In [144]:
import glob

import yaml
import pandas as pd
import numpy as np

# Field of Science Report

This report is to show the current state of Topology projects Fields of Science and inform next steps.

## Current State

Fields of Science are taken from the project giles in Topology and mapped with a [mapping file](https://github.com/opensciencegrid/topology/blob/5248f5e2322f711b28ce767a0348564e65907aec/mappings/nsfscience.yaml). 

The mapping file on Topology maps the NSF fields from the yaml to a NSF defined Field of Science. These NSF Fields of Science originate in this [pdf](../nsf_fos.pdf). The mapping file is not strict in its adherence to this PDF and has some additional fields and casing inconsistencies.

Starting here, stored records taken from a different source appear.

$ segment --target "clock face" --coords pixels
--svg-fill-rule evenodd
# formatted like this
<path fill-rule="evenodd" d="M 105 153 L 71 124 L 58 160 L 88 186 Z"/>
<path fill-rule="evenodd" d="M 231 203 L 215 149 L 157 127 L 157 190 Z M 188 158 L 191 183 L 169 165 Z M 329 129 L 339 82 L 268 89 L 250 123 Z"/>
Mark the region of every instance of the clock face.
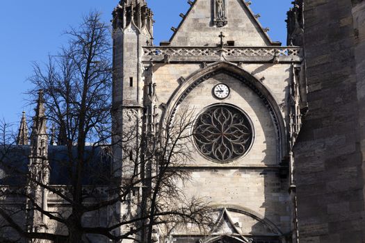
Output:
<path fill-rule="evenodd" d="M 220 83 L 214 86 L 213 93 L 218 99 L 226 99 L 229 95 L 229 87 L 224 83 Z"/>

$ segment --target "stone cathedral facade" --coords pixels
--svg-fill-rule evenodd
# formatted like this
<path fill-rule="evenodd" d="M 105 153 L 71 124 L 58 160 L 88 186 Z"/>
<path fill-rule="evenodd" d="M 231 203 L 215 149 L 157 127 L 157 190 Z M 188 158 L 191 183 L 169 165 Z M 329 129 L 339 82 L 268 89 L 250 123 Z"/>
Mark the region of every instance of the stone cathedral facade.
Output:
<path fill-rule="evenodd" d="M 161 231 L 159 240 L 295 242 L 292 149 L 307 106 L 302 50 L 273 42 L 243 0 L 189 3 L 159 46 L 146 1 L 122 1 L 113 14 L 115 129 L 122 135 L 127 123 L 142 123 L 139 133 L 158 133 L 161 121 L 190 108 L 194 161 L 184 165 L 192 181 L 184 190 L 209 199 L 217 212 L 209 237 Z M 300 28 L 300 17 L 293 19 Z"/>
<path fill-rule="evenodd" d="M 188 108 L 193 159 L 184 169 L 191 180 L 181 189 L 207 199 L 216 217 L 204 234 L 154 228 L 154 242 L 365 242 L 365 1 L 293 3 L 286 46 L 270 38 L 245 0 L 188 1 L 170 40 L 159 44 L 147 1 L 122 0 L 114 10 L 114 139 L 131 127 L 140 136 L 161 133 Z M 24 116 L 19 128 L 29 165 L 62 150 L 42 135 L 42 102 L 40 93 L 29 146 Z M 124 153 L 113 148 L 113 169 L 128 165 Z M 28 169 L 63 185 L 56 169 Z M 62 208 L 54 195 L 33 192 L 43 207 Z M 107 224 L 111 212 L 134 210 L 115 207 L 87 220 Z M 38 232 L 56 231 L 31 215 L 29 226 L 41 221 Z"/>

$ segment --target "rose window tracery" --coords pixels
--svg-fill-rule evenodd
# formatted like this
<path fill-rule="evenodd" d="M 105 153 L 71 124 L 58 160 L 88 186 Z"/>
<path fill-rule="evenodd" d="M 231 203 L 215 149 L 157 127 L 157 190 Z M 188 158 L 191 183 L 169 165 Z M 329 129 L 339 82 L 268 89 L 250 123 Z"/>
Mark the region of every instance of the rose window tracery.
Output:
<path fill-rule="evenodd" d="M 252 129 L 246 115 L 230 106 L 214 106 L 197 118 L 194 139 L 199 151 L 219 162 L 244 155 L 252 141 Z"/>

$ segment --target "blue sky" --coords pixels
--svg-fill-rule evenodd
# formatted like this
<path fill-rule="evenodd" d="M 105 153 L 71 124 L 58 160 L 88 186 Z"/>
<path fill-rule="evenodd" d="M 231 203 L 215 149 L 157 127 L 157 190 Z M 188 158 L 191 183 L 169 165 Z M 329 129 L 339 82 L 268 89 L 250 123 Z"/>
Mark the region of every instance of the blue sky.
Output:
<path fill-rule="evenodd" d="M 33 115 L 24 93 L 31 88 L 26 81 L 32 74 L 32 62 L 47 61 L 65 44 L 62 33 L 77 26 L 83 15 L 100 11 L 109 22 L 119 0 L 2 0 L 0 2 L 0 119 L 17 123 L 22 112 Z M 251 8 L 260 13 L 263 27 L 269 27 L 273 40 L 286 44 L 286 11 L 292 0 L 251 0 Z M 155 44 L 170 39 L 171 26 L 181 21 L 187 0 L 147 0 L 154 12 Z"/>

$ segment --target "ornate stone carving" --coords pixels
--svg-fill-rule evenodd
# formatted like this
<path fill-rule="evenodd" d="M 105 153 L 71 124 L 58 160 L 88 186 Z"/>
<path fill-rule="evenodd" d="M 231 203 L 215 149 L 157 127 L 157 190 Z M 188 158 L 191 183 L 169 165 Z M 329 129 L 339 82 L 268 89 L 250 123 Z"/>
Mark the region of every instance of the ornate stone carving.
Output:
<path fill-rule="evenodd" d="M 252 140 L 252 130 L 248 119 L 238 109 L 215 106 L 199 116 L 194 138 L 204 156 L 227 162 L 247 152 Z"/>
<path fill-rule="evenodd" d="M 302 49 L 298 47 L 145 47 L 145 56 L 220 56 L 222 50 L 226 56 L 300 56 Z"/>
<path fill-rule="evenodd" d="M 227 0 L 214 0 L 214 24 L 222 27 L 227 23 Z"/>
<path fill-rule="evenodd" d="M 186 79 L 182 76 L 179 78 L 179 79 L 177 80 L 177 83 L 179 83 L 179 85 L 180 85 L 184 83 L 185 82 L 186 82 Z"/>

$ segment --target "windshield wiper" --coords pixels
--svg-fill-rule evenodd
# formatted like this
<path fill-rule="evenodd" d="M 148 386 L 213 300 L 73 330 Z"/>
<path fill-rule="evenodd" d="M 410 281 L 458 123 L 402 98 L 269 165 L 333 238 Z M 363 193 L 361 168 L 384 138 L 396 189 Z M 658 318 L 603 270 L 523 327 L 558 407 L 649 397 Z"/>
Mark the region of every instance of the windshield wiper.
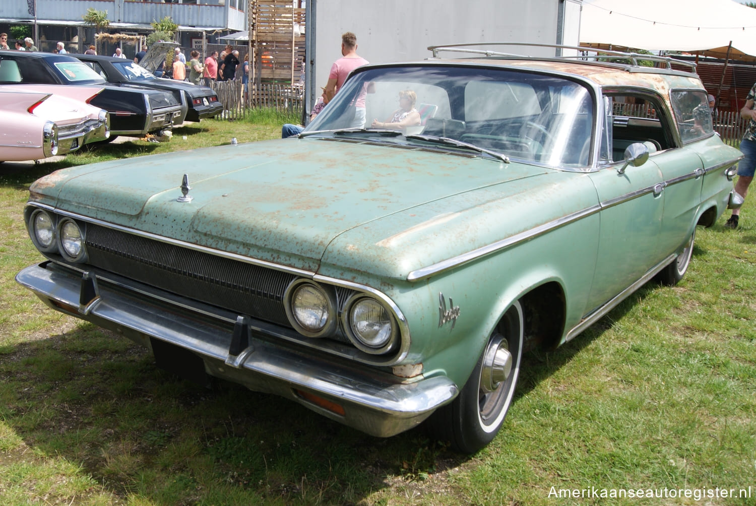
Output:
<path fill-rule="evenodd" d="M 303 137 L 307 137 L 308 135 L 312 135 L 314 134 L 336 134 L 336 135 L 343 135 L 345 134 L 361 134 L 361 133 L 370 133 L 370 134 L 380 134 L 381 135 L 389 135 L 392 137 L 396 137 L 397 135 L 401 135 L 401 130 L 389 130 L 388 129 L 361 129 L 361 128 L 352 128 L 352 129 L 339 129 L 338 130 L 313 130 L 312 132 L 302 132 L 299 135 L 299 138 L 302 138 Z"/>
<path fill-rule="evenodd" d="M 463 141 L 457 141 L 457 139 L 450 138 L 448 137 L 438 137 L 437 135 L 420 135 L 417 134 L 407 135 L 408 139 L 418 139 L 420 141 L 426 141 L 427 142 L 435 142 L 436 144 L 442 144 L 447 146 L 454 146 L 454 147 L 464 147 L 466 149 L 470 149 L 473 151 L 477 151 L 479 153 L 485 153 L 486 154 L 490 154 L 494 158 L 500 160 L 504 163 L 510 163 L 510 157 L 503 153 L 499 153 L 498 151 L 493 151 L 490 149 L 486 149 L 485 147 L 481 147 L 480 146 L 476 146 L 474 144 L 470 144 L 469 142 L 463 142 Z"/>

### Update all the Fields of Science to adhere to the original NSF PDF

Below are the steps to correct the Fields of Science for all projects in their project yaml files to those specified in the original NSF PDF. 

The result of the code below is a [PR](https://github.com/opensciencegrid/topology/pull/3500).

### Update 

as well as the newest version of the [NSF Field of Study](https://ncses.nsf.gov/pubs/nsf24300/assets/technical-notes/tables/nsf24300-taba-005.xlsx).


In [2]:
PROJECT_PATH = "/Users/clock/PycharmProjects/topology/projects"
NSF_MAPPING_PATH = "/Users/clock/PycharmProjects/topology/mappings/nsfscience.yaml"

VALID_FIELDS_FROM_PDF = [
    "Agricultural sciences",
    "Biological sciences",
    "Atmospheric sciences",
    "Earth and ocean sciences",
    "Computer sciences",
    "Mathematics",
    "Astronomy",
    "Chemistry",
    "Physics",
    "Other physical sciences",
    "Psychology",
    "Economics",
    "Political science",
    "Sociology",
    "Other social sciences",
    "Aeronautical/Astronautical engineering",
    "Chemical engineering",
    "Civil engineering",
    "Electrical, electronics and communications engineering",
    "Industrial and manufacturing engineering",
    "Materials science engineering",
    "Mechanical engineering",
    "Other engineering",
    "Engineering technology",
    "Health",
    "Education",
    "Humanities",
    "Business management/administration",
    "Communication",
    "Other non-science and engineering/unknown",
    "Multidisciplinary/ interdisciplinary sciences" # Not from original PDF but from the newest NSF Field of Study
]

In [146]:
def strip_extension(file_name):
    return ".".join(file_name.split(".")[:-1])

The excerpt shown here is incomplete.